Ein Deal, zwei Kursfeuerwerke: Qualcomm schießt zweistellig nach oben, und gleich eine ganze Riege von Chip- und Infrastrukturwerten zieht mit. Intel, AMD, Hewlett Packard Enterprise und der Glasfaserspezialist Corning legen am selben Handelstag kräftig zu. Der Auslöser sitzt bei Qualcomm selbst – und heißt Amazon.
Amazon steigt mit Warrants ein
Amazon erhält von Qualcomm das Recht, bis zu 25 Millionen Aktien zu einem Preis von 161,26 Dollar je Aktie zu kaufen. Ein Teil davon, das Kaufrecht auf 3,75 Millionen Aktien, ist bereits wirksam. Für die restlichen bis zu 21,25 Millionen Aktien muss Amazon noch verbindliche Bestellungen und tatsächliche Käufe von Qualcomm-Chips nachweisen.
Dahinter steht ein Rahmenabkommen mit einem möglichen Volumen von bis zu 60 Milliarden Dollar. Amazon Web Services soll darüber Server-Chips und Technologie von Qualcomm beziehen.

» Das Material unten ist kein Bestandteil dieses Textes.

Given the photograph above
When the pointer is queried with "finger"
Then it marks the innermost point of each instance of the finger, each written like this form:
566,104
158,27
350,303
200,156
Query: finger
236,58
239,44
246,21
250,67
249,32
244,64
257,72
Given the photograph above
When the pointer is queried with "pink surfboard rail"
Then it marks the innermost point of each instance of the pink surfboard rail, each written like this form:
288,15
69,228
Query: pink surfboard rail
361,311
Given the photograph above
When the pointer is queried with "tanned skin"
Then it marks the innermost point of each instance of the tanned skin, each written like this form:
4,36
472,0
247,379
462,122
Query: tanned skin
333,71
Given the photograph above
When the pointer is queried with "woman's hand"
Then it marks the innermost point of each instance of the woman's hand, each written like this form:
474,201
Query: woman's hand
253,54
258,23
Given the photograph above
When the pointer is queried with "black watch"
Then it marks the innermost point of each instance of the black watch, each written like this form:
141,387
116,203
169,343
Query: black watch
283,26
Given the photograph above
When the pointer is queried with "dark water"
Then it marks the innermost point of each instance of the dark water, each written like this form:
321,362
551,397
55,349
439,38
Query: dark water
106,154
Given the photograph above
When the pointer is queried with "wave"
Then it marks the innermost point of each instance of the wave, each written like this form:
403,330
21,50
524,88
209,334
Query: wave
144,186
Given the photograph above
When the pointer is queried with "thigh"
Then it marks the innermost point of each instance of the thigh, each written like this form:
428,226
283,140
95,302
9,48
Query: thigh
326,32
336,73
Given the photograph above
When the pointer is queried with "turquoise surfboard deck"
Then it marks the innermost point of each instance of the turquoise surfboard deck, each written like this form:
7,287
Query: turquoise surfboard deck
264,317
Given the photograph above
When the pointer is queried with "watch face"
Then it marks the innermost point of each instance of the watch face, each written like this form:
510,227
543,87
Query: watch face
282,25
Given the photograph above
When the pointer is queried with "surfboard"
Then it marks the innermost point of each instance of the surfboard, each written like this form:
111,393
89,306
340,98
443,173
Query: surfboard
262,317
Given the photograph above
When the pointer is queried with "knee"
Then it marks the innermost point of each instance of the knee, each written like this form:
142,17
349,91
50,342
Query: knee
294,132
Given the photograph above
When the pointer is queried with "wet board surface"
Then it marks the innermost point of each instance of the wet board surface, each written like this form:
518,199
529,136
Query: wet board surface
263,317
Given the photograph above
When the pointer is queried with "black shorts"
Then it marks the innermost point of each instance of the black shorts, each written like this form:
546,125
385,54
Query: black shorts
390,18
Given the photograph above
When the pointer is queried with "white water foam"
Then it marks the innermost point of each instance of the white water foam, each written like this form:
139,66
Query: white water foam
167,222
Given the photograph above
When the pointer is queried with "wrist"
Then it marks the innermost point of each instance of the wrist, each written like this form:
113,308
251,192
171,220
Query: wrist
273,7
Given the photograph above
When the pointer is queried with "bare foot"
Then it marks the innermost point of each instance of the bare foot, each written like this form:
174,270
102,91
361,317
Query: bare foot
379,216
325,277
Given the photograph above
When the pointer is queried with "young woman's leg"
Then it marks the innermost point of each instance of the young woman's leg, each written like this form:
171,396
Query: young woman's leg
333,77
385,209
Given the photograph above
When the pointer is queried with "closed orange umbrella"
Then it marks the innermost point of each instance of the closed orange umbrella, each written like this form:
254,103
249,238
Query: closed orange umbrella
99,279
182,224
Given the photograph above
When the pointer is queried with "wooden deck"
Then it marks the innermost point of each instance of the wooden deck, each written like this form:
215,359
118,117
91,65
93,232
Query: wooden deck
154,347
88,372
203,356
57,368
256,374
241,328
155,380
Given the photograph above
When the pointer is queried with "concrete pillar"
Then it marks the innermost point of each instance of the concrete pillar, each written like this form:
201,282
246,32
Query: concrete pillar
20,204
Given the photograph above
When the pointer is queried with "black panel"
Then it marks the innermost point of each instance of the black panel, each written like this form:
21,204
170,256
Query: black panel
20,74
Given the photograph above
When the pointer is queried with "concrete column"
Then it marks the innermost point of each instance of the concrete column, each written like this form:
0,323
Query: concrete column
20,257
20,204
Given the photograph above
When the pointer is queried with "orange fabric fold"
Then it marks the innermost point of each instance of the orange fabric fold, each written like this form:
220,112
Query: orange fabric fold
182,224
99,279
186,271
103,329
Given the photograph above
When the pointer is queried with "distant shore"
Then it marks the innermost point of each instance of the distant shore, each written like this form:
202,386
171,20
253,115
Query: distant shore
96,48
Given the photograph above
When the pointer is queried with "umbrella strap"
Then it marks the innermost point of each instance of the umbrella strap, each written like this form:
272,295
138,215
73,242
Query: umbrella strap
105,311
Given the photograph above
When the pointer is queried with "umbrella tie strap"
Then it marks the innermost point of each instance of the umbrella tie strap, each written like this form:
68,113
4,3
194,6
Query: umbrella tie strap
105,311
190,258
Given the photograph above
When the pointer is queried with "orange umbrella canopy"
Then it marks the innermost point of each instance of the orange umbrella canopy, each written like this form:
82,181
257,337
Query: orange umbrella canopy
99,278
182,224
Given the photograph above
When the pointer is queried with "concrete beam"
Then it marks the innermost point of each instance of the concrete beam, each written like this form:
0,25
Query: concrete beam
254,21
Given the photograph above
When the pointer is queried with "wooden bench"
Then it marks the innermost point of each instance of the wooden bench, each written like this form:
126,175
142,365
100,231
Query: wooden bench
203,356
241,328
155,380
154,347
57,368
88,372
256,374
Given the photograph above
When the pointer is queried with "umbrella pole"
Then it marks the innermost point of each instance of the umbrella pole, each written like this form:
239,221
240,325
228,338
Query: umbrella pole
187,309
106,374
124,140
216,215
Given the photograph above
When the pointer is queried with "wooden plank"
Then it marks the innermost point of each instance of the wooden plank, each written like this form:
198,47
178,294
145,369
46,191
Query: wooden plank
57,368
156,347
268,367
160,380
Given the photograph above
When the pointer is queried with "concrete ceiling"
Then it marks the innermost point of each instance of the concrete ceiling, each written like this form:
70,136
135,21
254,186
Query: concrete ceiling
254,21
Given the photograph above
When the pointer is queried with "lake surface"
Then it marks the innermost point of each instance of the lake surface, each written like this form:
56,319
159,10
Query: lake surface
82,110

CFO Akash Palkhiwala erklärte auf der Goldman-Sachs-Technologiekonferenz in San Francisco, dass Umsätze aus der Amazon-Fertigung bereits im Dezember-Quartal anfallen sollen und als „Kernbaustein“ für das Ziel von 15 Milliarden Dollar Rechenzentrumsumsatz bis zum Geschäftsjahr 2029 gelten.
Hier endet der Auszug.